Запах еды преображенцев и голод вызвали его из этого состояния: надо было поесть что нибудь, прежде чем уехать. Он пошел к гостинице, которую видел утром. В гостинице он застал так много народу, офицеров, так же как и он приехавших в статских платьях, что он насилу добился обеда. Два офицера одной с ним дивизии присоединились к нему. Разговор естественно зашел о мире. Офицеры, товарищи Ростова, как и большая часть армии, были недовольны миром, заключенным после Фридланда. Говорили, что еще бы подержаться, Наполеон бы пропал, что у него в войсках ни сухарей, ни зарядов уж не было. Николай молча ел и преимущественно пил. Он выпил один две бутылки вина. Внутренняя поднявшаяся в нем работа, не разрешаясь, всё также томила его. Он боялся предаваться своим мыслям и не мог отстать от них. Вдруг на слова одного из офицеров, что обидно смотреть на французов, Ростов начал кричать с горячностью, ничем не оправданною, и потому очень удивившею офицеров.
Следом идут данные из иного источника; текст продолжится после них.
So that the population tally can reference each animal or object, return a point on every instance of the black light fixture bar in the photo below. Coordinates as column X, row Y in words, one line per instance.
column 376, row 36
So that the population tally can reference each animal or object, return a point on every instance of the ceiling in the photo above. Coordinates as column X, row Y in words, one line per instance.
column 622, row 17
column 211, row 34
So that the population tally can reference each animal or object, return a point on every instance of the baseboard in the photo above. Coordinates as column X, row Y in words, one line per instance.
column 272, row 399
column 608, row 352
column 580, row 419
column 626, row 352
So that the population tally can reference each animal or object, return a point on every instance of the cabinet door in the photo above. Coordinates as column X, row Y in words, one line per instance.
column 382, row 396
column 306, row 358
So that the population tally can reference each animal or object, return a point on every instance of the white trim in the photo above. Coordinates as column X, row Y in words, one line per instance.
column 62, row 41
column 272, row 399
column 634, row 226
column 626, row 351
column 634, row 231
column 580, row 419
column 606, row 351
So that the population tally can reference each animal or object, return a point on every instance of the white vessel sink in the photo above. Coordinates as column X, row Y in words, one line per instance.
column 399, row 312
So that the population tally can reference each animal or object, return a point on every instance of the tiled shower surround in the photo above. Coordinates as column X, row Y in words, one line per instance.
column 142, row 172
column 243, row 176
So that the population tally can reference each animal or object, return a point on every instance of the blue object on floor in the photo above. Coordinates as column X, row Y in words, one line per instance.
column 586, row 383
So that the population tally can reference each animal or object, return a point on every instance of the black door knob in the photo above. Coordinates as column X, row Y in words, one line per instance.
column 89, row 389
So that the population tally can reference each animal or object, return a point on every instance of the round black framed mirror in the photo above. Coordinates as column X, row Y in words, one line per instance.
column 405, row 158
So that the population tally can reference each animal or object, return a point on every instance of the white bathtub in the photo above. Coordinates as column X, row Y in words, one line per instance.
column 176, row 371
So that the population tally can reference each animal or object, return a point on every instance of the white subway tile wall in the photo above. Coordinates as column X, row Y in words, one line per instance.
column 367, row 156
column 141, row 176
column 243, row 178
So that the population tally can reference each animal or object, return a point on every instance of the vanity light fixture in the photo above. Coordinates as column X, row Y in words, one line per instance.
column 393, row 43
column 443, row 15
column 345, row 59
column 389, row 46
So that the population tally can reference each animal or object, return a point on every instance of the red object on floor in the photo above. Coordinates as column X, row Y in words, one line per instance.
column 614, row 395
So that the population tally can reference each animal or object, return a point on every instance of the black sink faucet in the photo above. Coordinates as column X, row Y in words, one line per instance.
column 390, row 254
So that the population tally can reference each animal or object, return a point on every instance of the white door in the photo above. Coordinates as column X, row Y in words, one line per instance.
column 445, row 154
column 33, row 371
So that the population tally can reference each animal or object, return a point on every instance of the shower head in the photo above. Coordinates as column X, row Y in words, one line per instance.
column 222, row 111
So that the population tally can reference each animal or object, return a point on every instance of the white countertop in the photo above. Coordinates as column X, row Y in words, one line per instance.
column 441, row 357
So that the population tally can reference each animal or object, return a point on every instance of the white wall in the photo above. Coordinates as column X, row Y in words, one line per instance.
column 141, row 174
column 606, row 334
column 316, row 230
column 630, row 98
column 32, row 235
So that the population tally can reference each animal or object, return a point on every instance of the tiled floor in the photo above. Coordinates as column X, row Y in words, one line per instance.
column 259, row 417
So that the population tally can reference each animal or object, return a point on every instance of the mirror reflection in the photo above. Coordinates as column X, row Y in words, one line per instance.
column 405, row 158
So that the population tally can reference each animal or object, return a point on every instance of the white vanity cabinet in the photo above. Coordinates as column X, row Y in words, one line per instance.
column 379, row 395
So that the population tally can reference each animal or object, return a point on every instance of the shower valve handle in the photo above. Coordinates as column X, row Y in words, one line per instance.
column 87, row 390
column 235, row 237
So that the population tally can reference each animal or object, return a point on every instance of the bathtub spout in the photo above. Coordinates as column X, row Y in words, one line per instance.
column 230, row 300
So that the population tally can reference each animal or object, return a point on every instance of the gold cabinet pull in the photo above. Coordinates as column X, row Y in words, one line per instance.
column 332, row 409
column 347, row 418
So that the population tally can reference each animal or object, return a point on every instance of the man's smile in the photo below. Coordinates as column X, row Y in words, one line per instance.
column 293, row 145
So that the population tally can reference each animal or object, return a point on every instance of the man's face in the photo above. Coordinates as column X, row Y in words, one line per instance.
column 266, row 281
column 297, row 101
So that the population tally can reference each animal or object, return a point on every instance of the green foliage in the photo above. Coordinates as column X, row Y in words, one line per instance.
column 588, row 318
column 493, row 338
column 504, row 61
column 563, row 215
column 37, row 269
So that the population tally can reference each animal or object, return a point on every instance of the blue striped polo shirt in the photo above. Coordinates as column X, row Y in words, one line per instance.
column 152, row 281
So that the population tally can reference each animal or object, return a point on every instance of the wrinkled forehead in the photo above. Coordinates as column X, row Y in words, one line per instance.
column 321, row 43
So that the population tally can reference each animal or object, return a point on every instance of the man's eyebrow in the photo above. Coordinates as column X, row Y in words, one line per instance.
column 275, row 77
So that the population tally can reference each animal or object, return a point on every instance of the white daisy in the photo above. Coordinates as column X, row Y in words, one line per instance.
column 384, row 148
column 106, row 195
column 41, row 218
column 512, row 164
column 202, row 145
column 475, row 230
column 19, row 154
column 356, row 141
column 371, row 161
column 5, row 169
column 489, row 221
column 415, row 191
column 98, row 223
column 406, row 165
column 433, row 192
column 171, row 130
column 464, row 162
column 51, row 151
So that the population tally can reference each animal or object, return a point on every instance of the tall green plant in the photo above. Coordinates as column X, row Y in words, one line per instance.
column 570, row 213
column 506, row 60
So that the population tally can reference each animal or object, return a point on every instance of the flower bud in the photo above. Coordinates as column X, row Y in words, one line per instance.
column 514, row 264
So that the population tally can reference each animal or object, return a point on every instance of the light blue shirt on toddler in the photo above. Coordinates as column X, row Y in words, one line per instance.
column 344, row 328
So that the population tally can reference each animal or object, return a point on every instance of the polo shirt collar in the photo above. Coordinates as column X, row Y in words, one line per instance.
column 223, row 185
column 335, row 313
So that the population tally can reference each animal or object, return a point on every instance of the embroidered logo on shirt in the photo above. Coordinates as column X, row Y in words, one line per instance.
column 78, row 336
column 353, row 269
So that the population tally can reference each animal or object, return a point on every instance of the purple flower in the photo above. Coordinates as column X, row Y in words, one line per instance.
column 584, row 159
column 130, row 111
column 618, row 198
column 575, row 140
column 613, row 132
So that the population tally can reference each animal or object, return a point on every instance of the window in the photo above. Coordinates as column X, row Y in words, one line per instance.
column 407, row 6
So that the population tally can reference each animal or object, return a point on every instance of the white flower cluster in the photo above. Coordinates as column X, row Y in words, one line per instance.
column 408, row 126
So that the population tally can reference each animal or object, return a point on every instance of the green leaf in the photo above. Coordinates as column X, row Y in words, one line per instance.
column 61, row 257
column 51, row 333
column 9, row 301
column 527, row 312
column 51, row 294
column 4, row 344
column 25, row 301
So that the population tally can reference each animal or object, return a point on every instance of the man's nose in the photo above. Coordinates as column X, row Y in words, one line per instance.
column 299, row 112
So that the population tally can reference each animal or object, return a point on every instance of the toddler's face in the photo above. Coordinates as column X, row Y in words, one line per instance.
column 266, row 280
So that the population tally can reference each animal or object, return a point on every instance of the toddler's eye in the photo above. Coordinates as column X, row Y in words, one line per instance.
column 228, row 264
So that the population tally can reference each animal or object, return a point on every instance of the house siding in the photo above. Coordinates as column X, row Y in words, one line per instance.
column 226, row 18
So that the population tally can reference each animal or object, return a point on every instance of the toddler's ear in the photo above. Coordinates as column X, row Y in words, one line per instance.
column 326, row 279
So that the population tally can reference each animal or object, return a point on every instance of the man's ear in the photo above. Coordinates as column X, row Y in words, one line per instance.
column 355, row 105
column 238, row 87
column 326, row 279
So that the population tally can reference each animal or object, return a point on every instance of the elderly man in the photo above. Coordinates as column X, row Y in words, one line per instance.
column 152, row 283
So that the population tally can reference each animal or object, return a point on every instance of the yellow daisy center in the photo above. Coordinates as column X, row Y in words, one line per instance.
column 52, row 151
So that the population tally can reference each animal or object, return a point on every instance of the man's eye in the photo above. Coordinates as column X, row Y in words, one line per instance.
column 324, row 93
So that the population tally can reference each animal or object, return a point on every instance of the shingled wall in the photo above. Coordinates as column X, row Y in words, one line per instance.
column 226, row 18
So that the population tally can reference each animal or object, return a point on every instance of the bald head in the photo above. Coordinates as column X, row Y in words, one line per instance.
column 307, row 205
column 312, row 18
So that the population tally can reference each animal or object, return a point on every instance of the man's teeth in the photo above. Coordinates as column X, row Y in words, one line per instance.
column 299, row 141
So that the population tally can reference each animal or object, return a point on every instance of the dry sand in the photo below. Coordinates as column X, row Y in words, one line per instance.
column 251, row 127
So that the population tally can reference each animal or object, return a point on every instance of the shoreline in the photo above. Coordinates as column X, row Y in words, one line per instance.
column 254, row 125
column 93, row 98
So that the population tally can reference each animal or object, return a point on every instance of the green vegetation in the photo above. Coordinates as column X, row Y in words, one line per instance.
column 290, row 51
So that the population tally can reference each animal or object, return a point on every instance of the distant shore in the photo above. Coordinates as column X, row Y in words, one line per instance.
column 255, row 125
– И как вы можете судить, что было бы лучше! – закричал он с лицом, вдруг налившимся кровью. – Как вы можете судить о поступках государя, какое мы имеем право рассуждать?! Мы не можем понять ни цели, ни поступков государя!
– Да я ни слова не говорил о государе, – оправдывался офицер, не могший иначе как тем, что Ростов пьян, объяснить себе его вспыльчивости.
Но Ростов не слушал.
– Мы не чиновники дипломатические, а мы солдаты и больше ничего, – продолжал он. – Умирать велят нам – так умирать. А коли наказывают, так значит – виноват; не нам судить. Угодно государю императору признать Бонапарте императором и заключить с ним союз – значит так надо. А то, коли бы мы стали обо всем судить да рассуждать, так этак ничего святого не останется. Этак мы скажем, что ни Бога нет, ничего нет, – ударяя по столу кричал Николай, весьма некстати, по понятиям своих собеседников, но весьма последовательно по ходу своих мыслей.